RD Contest 2017

RTTY QSOs during 2017 RD Contest

RTTY QSOs during 2017 RD Contest

The 2017 RD Contest was over the weekend of August 12-13 and I was keen to participate this year, having been unable to participate last year due to my involvement in the Festival of Bright Ideas. With Tasmania winning the state vs state competition, I was keen to do my bit to defend that title.

With the waning solar cycle leading to pretty poor propagation conditions in my near NVIS antenna setup, my focus had been working local stations on VHF and higher bands. Critically, I was now in a position to take advantage of the allowed RTTY digital mode, which was worth double points on 144Mhz and 430Mhz, 4 points on the 23cm band, and a triple multiplier between 1am and 6am meaning there was up to 12 points per contact on offer!

Attempting to do RTTY with 3 radios, 1 of which has no computer interfaces lead to interesting challenges. The following methods were used:

  1. HF Rig – Mostly not used – has a proper USB computer interface
  2. IC-706 VHF/UHF – Home brew Audio interface with USB Audio device and Usb-Serial for PTT. No Rig Control
  3. FT2311 23cm – Computer Mic to listen to radio speaker, quiet room, Holding radio mic to computer speaker for TX

The locals have had it drilled into them over the past 4 weeks through various media platforms, and this was obvious from the flood of people on air at exactly 1300 when the contest started. It took nearly 2 hours for all the contacts to work each other across the various bands. After that, it was time to try our hand at some RTTY with some “known” frequencies to transmit on.

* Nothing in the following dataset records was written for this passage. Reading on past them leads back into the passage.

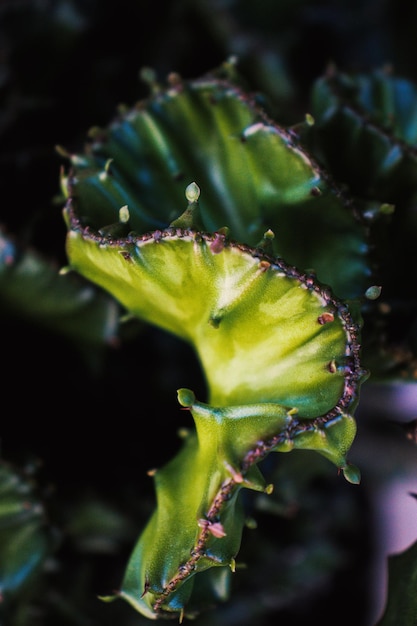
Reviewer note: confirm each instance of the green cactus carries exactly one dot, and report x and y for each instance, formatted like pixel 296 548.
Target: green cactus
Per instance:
pixel 279 351
pixel 25 537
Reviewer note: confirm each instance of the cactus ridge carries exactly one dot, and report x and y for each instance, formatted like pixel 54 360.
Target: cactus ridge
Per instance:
pixel 278 347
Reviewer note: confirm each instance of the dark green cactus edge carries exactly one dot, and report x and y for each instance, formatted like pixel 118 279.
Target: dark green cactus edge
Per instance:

Once set up, the most challenging thing about RTTY was minimising the amount of information transmitted whilst still exchanging enough information. Add it to an FLDIGI macro and suddenly RTTY contesting is a whole new thing!!

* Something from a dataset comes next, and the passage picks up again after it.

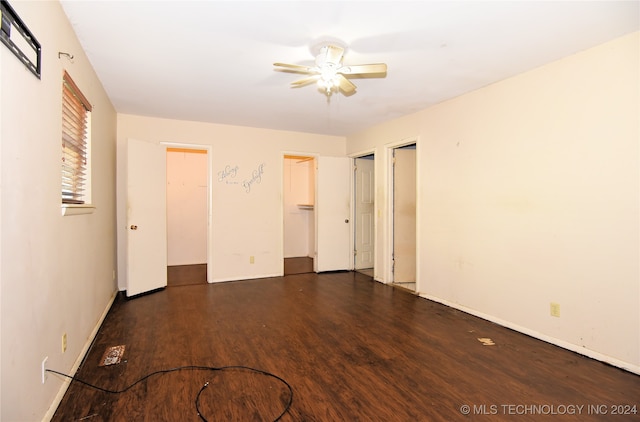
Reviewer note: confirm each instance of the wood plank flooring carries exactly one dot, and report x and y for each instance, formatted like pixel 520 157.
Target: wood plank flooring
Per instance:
pixel 352 350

Once working VHF+ was out of the way between cycles, time was then spent working HF. Predictably, conditions were terrible at home, with almost no contacts on 20m, and most coming from 80m and 40m. 40m went quiet by about 6.30pm, leaving only 80m for the rest of the night, along with some 160m work.

I took myself to bed around 11pm, to be awake for the 1am triple point multiplier and then back to bed at 2.30am to be awake at 5am again to take advantage of triple points. I’m glad there is no photo of me at 5am, because that picture would not have been a pretty site! Back in bed around 6.30am, and slept until 9am before back at it again.

This is the second time I have taken part since significant rule changes to the RD in 2015, and I have to say the exchange of “years license held” is definitely a better exchange than a serial number, removing the competitive pressure aspect of the competition. It also means that I was much better paced overall rather than being frantic to keep up with others.

2017 Claimed Score and Stats

This year was definitely a personal best for me, and I attribute it to focussing on the VHF+ bands, increased participation on VHF by local VK7s and the use of what was for me a new contest mode in RTTY:

Claimed QSOs: 266
Claimed Score: 539
PHONE Contacts 228
RTTY Contacts 38
HF Contacts (0-30Mhz) 74
VHF Contacts (144Mhz) 92
UHF (430-1300Mhz) 100
Unique VK7 stations worked 22
Unique Interstate stations worked 15
Total Unique Stations 37


The unique station count really tells the story of HF, with only 15 interstate contacts over 24 hours. I will admit to not attempting to contact any stations that were way low down for me, as past experience has found that if I can only just hear them, the remote station usually has little chance of hearing me.

58 Contacts were made during 1.00am and 6.00am on VHF and full credit goes to those committed (and crazy) people who stayed up for those bonus points.

Next Year

Next year will definitely see me investing some more time in refining my RTTY contesting skills and improving the computer interfacing to the radio. I may also consider contesting from the REAST club rooms, taking advantage of the better HF location than I have at home.